湿地を中心に繁栄していたシダ植物が衰えた後に登場した裸子植物「グロッソプテリス」。マツやスギなど私たちに馴染み深い樹木の先祖と言われるこの植物。彼らの適応戦略が、私たちが慣れ親しむ「森」の原型をつくるとともに、土の仕組みに大きな影響を与えていく。
今回は、大地の歴史5億年の中でも大きな転換期になったといえる「3億年前の土壌」にスポットを当てたい。
主役は、キノコである。
●植物を強化した「リグニン」が土壌の生態系にもたらした危機
3億年前の大地は、植物にとっては非常に過湿。外敵となる昆虫も多い環境で生き延びるために、樹木は二つの適応を見せる。
ひとつは通気のできる根であり、もうひとつは「リグニン」と呼ばれる木質成分の生成である。
リグニンは、芳香族化合物(ベンゼン環を持つ物質の総称)が複雑に結合した物質であり、植物の主成分であるセルロース(多糖類の一種で食物繊維の代表格)とは大きく異なる。煮物料理に出てくる渋いアクの成分のひとつにポリフェノールがあるが、これが複雑に結合したものがリグニンである。

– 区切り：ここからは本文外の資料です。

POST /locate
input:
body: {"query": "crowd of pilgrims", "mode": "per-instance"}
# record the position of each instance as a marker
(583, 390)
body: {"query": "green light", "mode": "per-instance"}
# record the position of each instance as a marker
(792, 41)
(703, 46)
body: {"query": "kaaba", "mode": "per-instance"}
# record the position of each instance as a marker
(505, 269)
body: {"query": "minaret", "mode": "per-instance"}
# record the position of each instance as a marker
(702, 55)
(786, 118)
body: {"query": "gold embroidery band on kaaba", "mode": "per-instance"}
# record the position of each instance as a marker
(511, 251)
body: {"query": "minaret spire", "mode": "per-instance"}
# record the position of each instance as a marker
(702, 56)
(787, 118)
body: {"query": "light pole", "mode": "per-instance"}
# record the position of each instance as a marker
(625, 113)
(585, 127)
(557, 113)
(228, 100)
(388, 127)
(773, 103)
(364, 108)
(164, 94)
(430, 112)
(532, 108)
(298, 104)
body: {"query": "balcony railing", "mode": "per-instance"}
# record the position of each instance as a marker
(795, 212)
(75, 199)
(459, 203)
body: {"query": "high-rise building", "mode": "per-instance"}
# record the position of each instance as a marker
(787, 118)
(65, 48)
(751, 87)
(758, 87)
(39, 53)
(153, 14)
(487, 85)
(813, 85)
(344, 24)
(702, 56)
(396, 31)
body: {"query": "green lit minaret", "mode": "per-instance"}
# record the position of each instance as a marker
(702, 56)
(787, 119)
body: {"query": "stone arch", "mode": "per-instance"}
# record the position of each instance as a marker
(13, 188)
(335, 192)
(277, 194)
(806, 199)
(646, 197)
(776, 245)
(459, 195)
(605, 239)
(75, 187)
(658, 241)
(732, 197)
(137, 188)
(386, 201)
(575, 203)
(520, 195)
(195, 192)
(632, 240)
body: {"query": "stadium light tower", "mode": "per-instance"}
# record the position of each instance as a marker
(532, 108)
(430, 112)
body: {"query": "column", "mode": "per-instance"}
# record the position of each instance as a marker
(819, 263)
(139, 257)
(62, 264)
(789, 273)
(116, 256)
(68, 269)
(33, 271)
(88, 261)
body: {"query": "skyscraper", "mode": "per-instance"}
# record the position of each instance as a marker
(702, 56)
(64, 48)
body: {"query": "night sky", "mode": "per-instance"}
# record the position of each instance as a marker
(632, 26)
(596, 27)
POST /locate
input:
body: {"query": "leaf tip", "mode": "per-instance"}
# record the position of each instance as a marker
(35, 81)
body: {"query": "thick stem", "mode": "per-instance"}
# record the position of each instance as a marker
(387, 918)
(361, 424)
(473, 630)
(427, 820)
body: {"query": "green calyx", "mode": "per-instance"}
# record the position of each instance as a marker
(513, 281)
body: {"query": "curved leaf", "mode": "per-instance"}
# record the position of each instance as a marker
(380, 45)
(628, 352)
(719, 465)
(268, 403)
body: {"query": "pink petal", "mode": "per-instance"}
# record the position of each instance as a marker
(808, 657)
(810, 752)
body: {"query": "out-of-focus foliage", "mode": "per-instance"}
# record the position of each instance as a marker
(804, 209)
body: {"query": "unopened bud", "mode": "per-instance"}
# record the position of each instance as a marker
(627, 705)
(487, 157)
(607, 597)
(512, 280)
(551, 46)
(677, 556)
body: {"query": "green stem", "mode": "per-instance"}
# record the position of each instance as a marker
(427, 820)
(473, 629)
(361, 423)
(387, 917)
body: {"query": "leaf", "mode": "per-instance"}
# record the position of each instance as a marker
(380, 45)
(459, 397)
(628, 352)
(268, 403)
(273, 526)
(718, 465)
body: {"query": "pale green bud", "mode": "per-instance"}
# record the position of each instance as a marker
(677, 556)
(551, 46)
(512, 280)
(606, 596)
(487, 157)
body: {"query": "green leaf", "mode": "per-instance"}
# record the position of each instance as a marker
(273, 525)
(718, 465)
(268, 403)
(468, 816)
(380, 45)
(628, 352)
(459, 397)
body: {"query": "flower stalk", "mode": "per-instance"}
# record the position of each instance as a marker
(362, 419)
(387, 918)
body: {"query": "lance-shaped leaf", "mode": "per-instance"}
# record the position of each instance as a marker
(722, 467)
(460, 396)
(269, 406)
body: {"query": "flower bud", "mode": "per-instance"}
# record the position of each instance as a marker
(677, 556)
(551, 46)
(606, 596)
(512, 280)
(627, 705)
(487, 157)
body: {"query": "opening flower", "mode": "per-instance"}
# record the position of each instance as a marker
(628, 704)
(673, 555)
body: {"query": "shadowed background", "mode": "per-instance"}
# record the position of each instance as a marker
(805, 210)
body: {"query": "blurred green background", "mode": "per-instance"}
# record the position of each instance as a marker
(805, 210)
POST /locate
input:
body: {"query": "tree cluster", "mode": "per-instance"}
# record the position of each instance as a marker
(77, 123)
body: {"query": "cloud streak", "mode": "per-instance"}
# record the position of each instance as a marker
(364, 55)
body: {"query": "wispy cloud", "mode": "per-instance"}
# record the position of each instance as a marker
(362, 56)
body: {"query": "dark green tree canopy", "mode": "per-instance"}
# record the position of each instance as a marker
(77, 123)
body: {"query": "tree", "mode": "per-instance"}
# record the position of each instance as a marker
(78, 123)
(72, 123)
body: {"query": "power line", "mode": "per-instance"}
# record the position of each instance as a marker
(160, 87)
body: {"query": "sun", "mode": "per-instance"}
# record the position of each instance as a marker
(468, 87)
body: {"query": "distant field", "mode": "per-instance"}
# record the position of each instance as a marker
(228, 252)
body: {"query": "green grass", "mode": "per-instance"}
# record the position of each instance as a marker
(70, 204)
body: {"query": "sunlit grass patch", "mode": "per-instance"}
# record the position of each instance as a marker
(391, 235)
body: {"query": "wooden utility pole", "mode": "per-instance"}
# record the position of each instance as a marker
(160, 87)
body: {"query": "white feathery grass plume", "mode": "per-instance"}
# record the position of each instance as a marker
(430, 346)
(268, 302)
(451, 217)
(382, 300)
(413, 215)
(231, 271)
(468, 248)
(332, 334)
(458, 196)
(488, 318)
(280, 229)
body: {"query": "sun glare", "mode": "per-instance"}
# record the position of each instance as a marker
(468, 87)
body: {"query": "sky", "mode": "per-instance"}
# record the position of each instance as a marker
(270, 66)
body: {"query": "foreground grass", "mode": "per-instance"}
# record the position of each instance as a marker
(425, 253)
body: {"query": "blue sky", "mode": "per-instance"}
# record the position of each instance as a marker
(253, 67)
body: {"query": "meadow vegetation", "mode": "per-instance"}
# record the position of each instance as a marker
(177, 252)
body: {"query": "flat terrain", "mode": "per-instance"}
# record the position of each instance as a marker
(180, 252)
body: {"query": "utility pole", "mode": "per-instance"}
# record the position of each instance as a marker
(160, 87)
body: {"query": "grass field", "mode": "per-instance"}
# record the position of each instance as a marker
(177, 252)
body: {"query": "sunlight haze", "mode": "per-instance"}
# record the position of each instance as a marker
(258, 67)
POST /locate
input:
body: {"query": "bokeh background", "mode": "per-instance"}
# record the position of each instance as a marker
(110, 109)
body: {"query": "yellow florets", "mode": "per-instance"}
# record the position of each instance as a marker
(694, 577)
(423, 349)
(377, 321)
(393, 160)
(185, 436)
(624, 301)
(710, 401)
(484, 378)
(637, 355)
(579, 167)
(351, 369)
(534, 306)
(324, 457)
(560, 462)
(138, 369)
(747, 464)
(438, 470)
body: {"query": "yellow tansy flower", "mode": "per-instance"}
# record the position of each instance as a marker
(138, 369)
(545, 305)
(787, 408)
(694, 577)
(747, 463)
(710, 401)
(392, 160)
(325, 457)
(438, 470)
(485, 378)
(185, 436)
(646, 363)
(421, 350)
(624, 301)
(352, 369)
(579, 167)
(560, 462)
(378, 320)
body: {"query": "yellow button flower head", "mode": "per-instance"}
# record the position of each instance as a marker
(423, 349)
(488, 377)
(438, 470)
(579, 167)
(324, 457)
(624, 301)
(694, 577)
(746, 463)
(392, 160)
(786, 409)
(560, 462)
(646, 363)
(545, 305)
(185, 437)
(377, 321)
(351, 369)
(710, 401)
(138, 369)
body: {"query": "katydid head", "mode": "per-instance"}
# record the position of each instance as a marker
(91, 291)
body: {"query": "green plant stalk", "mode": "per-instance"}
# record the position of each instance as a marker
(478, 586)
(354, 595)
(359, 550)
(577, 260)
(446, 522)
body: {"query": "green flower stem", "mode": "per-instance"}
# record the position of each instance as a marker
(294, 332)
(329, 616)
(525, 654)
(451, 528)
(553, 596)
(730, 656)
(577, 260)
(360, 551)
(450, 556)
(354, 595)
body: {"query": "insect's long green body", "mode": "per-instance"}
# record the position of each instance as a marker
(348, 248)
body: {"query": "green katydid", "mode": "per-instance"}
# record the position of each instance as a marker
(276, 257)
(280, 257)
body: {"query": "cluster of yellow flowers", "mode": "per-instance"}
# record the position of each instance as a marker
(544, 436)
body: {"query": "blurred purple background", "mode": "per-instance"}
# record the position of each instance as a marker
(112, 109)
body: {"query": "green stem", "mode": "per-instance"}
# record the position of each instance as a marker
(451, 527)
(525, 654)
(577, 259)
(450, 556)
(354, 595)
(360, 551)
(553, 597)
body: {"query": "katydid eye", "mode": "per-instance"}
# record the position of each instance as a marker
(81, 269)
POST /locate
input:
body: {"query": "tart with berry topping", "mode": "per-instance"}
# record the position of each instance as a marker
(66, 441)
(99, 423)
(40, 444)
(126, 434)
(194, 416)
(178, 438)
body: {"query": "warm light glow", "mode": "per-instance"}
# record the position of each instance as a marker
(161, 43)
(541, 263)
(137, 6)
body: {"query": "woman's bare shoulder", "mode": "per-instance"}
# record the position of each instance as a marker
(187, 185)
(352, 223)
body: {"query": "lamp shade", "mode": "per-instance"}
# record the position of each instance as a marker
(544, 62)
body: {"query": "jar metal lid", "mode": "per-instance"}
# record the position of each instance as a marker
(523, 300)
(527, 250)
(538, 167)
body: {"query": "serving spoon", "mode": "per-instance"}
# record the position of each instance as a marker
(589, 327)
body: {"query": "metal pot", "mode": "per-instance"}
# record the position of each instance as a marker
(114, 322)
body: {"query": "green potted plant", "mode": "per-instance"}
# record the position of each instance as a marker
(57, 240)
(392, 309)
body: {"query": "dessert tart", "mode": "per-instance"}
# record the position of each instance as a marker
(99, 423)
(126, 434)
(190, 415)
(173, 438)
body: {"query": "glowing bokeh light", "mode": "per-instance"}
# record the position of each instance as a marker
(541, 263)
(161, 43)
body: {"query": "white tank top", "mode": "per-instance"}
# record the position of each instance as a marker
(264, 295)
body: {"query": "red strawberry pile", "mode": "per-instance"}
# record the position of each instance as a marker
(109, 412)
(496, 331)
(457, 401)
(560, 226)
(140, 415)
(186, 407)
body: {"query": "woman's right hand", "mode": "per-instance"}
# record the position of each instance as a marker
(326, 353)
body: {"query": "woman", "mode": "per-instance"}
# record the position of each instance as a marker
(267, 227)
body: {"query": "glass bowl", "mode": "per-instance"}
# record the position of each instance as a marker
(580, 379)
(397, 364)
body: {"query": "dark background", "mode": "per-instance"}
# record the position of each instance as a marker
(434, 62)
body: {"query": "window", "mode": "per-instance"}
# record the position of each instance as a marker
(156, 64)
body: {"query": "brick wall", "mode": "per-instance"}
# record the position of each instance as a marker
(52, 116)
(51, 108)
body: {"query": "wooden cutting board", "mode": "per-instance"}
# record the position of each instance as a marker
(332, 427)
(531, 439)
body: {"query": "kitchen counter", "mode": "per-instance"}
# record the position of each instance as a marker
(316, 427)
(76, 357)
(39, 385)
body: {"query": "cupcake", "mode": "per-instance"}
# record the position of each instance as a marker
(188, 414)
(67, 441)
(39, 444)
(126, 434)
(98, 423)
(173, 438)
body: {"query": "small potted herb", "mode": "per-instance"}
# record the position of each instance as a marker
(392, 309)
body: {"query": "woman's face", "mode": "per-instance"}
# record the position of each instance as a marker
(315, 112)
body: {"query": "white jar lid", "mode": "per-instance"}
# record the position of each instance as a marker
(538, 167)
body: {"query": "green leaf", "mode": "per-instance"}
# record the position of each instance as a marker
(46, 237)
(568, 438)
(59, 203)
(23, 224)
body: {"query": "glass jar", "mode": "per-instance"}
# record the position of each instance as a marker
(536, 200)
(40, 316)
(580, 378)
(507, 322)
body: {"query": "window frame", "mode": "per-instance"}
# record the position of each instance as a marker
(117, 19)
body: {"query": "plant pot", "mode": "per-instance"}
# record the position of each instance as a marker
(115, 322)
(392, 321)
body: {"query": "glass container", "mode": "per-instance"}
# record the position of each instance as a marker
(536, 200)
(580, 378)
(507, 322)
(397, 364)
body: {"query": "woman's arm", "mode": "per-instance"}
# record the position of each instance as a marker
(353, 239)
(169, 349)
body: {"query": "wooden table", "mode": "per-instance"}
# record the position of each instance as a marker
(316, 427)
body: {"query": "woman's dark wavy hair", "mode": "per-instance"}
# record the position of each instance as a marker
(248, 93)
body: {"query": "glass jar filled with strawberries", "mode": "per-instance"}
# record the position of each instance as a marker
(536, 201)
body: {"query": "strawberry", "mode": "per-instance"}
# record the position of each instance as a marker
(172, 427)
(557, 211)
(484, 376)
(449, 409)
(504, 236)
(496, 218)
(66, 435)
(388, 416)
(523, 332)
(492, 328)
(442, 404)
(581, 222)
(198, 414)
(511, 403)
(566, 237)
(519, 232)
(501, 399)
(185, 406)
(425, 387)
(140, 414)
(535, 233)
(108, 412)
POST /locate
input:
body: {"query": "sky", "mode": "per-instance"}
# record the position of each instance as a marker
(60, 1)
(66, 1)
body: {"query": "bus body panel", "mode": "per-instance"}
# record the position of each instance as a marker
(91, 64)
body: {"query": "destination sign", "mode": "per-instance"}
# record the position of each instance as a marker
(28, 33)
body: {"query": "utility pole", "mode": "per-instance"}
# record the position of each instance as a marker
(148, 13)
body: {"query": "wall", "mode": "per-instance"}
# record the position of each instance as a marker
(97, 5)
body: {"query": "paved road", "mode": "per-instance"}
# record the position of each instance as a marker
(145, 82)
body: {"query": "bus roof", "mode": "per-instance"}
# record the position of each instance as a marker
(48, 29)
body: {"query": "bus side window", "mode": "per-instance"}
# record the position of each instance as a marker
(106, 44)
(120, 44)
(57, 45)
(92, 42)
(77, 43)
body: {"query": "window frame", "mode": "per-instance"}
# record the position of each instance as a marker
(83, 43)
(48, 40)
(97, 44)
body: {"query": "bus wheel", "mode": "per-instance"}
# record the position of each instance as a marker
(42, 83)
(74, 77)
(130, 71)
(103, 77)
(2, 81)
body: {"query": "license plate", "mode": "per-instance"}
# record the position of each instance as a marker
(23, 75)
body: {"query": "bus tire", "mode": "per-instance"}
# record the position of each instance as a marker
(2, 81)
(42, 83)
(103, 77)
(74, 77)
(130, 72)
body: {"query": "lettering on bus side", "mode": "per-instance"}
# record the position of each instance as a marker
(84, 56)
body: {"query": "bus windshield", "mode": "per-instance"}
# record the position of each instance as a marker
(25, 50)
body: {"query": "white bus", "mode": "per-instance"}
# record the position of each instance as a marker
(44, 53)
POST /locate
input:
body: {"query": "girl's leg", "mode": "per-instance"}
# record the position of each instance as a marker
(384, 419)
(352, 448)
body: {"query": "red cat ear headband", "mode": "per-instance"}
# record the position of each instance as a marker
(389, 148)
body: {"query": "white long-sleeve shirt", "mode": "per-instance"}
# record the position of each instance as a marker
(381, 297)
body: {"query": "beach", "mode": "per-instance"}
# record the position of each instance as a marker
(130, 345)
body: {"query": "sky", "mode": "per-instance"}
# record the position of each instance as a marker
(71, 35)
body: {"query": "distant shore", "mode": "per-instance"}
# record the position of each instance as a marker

リグニンの存在によって、樹木は幹の強度を高めた。リグニンをつくるにはセルロースよりも多くのエネルギーコストがかかるが、強度を高めるためには仕方のない投資である。強度を高め、背が高くなれば、光合成をめぐる競争に勝つことができる。
裸子植物は、樹木や葉の中にリグニンを多く含むことで、雨風に対して物理的に強くなるとともに、害虫への防御力も高めた。これは、現在私たちが目にする樹木に共通する特徴であり、シダ植物などの草には少ない。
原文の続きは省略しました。